Data analytics in the 21st century is the closest thing we have to the oil rush of the 1860s. Data is an incredibly profitable asset, but only if you know how to use it. Like oil, data needs to be refined before you can monetize it. And in today’s digital economy, the world produces about 79 zettabytes worth of oil every year.
You can sit on it and watch your neighbours and competitors get rich. Or you can learn how to take advantage of data as well.
This article will show five of the most powerful ways data can be harnessed to drive business growth.
Image Credit:- The business of big data (Statista)
1. Data spearheads all lead generation
It doesn’t matter if you have the best product or service in the world if you don’t know how to reach your customers.

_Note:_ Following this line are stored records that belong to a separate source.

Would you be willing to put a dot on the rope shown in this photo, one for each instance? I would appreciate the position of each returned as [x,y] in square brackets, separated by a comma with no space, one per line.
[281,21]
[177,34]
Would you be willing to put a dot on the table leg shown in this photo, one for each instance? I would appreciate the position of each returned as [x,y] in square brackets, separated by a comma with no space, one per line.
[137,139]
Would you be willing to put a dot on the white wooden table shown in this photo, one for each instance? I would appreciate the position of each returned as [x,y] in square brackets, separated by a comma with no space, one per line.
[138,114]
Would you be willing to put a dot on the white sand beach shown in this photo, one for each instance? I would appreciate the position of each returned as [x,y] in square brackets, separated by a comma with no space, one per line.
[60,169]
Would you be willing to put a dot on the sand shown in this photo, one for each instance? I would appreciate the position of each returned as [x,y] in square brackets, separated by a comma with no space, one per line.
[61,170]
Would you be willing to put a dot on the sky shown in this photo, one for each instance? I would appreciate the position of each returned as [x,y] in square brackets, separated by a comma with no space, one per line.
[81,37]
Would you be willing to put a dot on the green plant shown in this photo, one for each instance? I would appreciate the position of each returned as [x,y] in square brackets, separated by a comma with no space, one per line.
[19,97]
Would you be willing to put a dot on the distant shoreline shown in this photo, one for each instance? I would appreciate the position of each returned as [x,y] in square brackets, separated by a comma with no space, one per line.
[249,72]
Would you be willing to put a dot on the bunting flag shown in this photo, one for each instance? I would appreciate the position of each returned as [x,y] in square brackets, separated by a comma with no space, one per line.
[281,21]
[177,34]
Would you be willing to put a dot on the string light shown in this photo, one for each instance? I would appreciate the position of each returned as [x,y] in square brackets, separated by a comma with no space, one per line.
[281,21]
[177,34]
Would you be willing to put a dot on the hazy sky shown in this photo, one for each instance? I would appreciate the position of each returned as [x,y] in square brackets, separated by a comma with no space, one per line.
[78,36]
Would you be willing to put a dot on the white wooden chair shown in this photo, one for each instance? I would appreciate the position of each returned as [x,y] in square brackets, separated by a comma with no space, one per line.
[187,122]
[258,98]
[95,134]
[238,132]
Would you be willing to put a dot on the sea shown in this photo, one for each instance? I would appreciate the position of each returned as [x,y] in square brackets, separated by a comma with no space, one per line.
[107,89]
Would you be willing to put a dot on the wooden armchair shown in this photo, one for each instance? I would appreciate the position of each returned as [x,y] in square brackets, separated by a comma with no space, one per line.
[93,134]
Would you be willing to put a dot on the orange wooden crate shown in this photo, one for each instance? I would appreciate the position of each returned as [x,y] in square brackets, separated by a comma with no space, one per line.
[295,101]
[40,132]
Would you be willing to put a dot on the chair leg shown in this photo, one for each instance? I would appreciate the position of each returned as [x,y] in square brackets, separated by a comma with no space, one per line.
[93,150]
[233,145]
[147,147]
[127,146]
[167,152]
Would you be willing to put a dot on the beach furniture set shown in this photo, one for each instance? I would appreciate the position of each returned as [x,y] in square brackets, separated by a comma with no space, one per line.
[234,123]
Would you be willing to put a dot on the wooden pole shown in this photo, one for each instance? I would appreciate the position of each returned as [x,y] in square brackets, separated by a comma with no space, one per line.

Your customers are busy people who don’t want to hear from you unless it’s worth their while.
Knowing what they want and how to reach them can mean the difference between a dead business and the next trillion dollar enterprise.
With the advent of data analytics services, businesses can now use channels such as social media to find out what customers really want.
Facebook, Twitter, Pinterest, LinkedIn, YouTube and every other platform can be data mined with applications to fetch the age, gender, email address, geographical location, and even political affiliation of millions of customers.
Additional tools can be used to organize this data into simple, easy to understand information that segments the consumer base according to any desired criteria.
With this, businesses can quickly determine how to prospect for customers. They can track the effectiveness of campaigns they use to reach out to customers with innovative techniques like split testing.
Metrics such as bounce rates, dwell time, and even tools like heat-maps can help you understand what your customers are really thinking about as they read your website.
This is the same as having someone look over the shoulder of your customers and asking them questions about what they’re interested in as they peruse your website.
This provides incredibly practical, useful information that could be used to boost profits if understood and implemented well.
2. Data tells you what works and what doesn’t
As your business grows, you will have many different heads in your organization debating about the best possible course forward.
Out of the countless decisions you can make, how do you know for sure which one leads to profits and which one leads to dead ends?
As a rule of thumb, any good data on hand beats opinion and speculation.
The power of your business lies in micro data that others are failing to take advantage of, not macro data.
This is the data obtained from surveys, personalized trackers such as cookies, revealing data such as user age, ethnicity, location, and political affiliations.
Making informed decisions based on micro data will yield exponentially more powerful results because you have concrete, hard images of what your customers are like.
This leaves less room for guess work and the ability to target specific individuals based on specific tastes.
3. Data analytics services mitigate risk.
Every enterprise involves risk. Being a business owner means facing the prospect of employee theft, legal liability, uncollected receivables and unpaying customers.
Facing too much risk recklessly can lead to early bankruptcy. Only 45% of businesses manage to survive their first 5 years after all.
So what is a business owner supposed to do? Never take risks?
It’s all about tactical risk mitigation. Data analytics helps businesses understand the specific risks that affect them with predictive measures that can then be channelled into preventative measures.
Consider a retail business; theft and shoplifting are non-trivial problems for many businesses. Especially ones with low profit margins.
To resolve this problem, an enterprise can run a statistical model that predicts actions and events to determine which of their store-fronts is at higher risk of theft.
The business can then use this information to tactically increase security expenditure at the right places to target and mitigate risks surgically.
Also, consider the costs involved in the manufacturing of a product. If a business overestimates a product’s demand or if it fails to perform well due to market factors, corrective action can be taken.
Data analytics can determine the appropriate price for a clearance sale to reduce inventory at their stores. Even going so far as to ensure product lines in the same business don’t undercut the product for sale.
4. Personalization is the biggest driver of the consumer experience
The consumer profiles gained through data analytics allow a business to create an incredibly personalized experience.
A retail enterprise can put this data to good use. Sales data can be combined with social media campaigns to create targeted campaigns focusing on the biggest customers.
Behavioral analytics models can optimize the consumer experience even further. Predictive models can be used to push last minute product additions to shopping carts to increase sales intelligently.
Image Credit:- Growing complexity of data to boost growth (Businesswire)
5. Data analytics is the new heart of security
All businesses face security risks that can vaporize years of profits in just days.
The hardware and software complexity means highly skilled security professionals are mandatory, not optional. And the rise of constantly new disruptive tools in the market leaves room for fresh new zero day exploits that can tank even the most well protected business.
Thankfully, a platform as a service model can help businesses to experiment with protection models to see which one fits them best.
Data analytics can be used to visualize, predict, and audit logs to determine the course and origins of an attack.
Combining this with statistical models, monitoring tools, and predictive data analytics, businesses can detect breaches the moment they occur so that security teams can take immediate action.
The bottom line
Data analytics is invaluable in helping businesses assess their strengths, the target market, and the competition.
You can take full advantage of data, but it’s essential to involve professionals who can help you turn it into actionable solutions.